Our British Dutch Christmas

This time of year is oozing with nostalgia, with childhood memories and traditions. However, I am an expat and recreating my childhood Christmases is easier said than done when you no longer live in the same country as the one you grew up in. Passing on the traditions that made up my festive days as a small girl to my three little Dutch boys needs a little more thought than it would if we were all living in England.

Take nativity plays for example. The annual battle over who would get to play Mary and Joseph. The work behind the scenes to create the perfect outfit to be one of the many angels or shepherds on stage. All engraved in my memory. There are lovely little photos of my brother and me in our nativity plays. But there are no nativity plays here in the Netherlands. At least not at any of the schools I know about. On the one hand, thank goodness – I cannot even begin to imagine getting three costumes sorted in a period that is already the very definition of madness, however, how sweet it would be to see my three sons on stage being a part of a nativity play.

Aside from nativity plays, Christmas carol concerts are also missing from our Dutch Christmases. As a child the whole school headed over to the church to sing Christmas carols. Some parents attended and it was the sign that Christmas was nearly here. Don’t get me wrong, there are carol concerts (certainly not extremely common) but they are not related to my children’s school.

Instead my two eldest boys have a Christmas dinner in school. They put on a shirt and tie and do their hair (Dutch style with gel….). Their classrooms are turned into magical twinkling spaces with candles and Christmas lights and desks become tables decked with colour and self made placemats. We parents provide a menu of hapjes that has been put together by the children themselves. At the end of their meal they sing a song for us. They have a lovely evening, and it has become a custom of their Christmas. My youngest has a Christmas breakfast at the peuterspeelzaal – his first one this year.

However, the food, putting a stocking out on Christmas Eve for Father Christmas to fill, the delivery of presents under the tree to be found on Christmas morning – that’s all the traditions of my childhood, being passed on to my children.

Over the years I have been in the Netherlands, putting together a traditional British Christmas dinner has got easier. In years gone by the only way to recreate the Christmas meals of my youth was by visiting expat shops. These days Albert Heijn sells large turkeys, special to order at this time of year, parsnips have become more readily available and even cranberries are an accepted part of the festive period. However, I still need my beloved expat shop for Christmas pudding, brandy butter, mincemeat to make mince pies and proper, full size Christmas crackers, crap joke, paper hat and all.
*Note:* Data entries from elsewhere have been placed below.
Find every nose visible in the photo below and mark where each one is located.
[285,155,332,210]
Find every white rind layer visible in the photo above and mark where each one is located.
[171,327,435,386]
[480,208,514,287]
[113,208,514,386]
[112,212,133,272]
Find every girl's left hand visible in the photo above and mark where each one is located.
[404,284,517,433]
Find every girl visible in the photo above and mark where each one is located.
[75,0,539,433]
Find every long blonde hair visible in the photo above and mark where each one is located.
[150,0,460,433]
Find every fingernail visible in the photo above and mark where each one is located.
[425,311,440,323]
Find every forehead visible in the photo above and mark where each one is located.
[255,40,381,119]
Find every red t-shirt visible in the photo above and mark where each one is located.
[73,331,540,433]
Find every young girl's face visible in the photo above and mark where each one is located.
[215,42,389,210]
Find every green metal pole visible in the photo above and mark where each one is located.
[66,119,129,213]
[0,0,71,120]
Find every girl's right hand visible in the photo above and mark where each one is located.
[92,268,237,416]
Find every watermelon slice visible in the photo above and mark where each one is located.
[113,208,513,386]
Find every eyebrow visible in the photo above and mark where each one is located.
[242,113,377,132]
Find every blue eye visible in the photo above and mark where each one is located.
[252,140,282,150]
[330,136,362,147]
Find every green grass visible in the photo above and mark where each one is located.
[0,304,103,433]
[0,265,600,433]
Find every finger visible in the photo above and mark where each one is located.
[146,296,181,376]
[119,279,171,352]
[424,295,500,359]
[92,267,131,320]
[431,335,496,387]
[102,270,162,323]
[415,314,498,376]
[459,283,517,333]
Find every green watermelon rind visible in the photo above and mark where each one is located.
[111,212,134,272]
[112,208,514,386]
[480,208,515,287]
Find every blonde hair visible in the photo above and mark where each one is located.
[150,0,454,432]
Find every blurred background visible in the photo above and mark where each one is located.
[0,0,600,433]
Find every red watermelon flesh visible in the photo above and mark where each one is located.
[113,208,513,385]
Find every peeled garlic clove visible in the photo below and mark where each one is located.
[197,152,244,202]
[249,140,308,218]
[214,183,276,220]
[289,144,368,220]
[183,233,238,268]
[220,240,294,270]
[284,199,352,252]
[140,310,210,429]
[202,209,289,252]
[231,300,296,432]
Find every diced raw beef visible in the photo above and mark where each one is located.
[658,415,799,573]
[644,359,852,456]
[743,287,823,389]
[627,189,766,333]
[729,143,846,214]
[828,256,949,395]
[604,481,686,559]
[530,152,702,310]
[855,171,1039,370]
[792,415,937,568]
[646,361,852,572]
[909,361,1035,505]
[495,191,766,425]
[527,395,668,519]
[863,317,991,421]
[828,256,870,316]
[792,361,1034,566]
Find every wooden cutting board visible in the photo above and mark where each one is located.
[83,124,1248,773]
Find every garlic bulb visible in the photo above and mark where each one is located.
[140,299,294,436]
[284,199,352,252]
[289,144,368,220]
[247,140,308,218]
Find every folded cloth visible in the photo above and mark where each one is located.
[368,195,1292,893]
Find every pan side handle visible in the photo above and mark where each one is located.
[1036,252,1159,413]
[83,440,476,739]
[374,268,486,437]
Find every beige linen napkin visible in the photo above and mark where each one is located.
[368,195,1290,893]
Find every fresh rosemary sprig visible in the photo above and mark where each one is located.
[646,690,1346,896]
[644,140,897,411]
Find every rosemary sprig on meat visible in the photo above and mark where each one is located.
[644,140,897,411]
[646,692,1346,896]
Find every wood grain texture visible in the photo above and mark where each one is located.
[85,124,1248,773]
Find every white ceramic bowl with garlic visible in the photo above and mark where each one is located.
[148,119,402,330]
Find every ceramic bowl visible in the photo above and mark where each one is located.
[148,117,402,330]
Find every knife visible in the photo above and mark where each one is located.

There are compromises, and adaptations when it comes to Christmas and our mixed culture home. Our Christmas Day looks different to what is going on behind closed doors in the Dutch streets around us. And that is exactly what makes our Christmas so special – we have taken what is important to us and made it our own. It’s our very own British Dutch Christmas.

Do you try to recreate the Christmases from your childhood? Are you passing on Christmas traditions to your children? Or does your Christmas look completely different these days because of where you are living?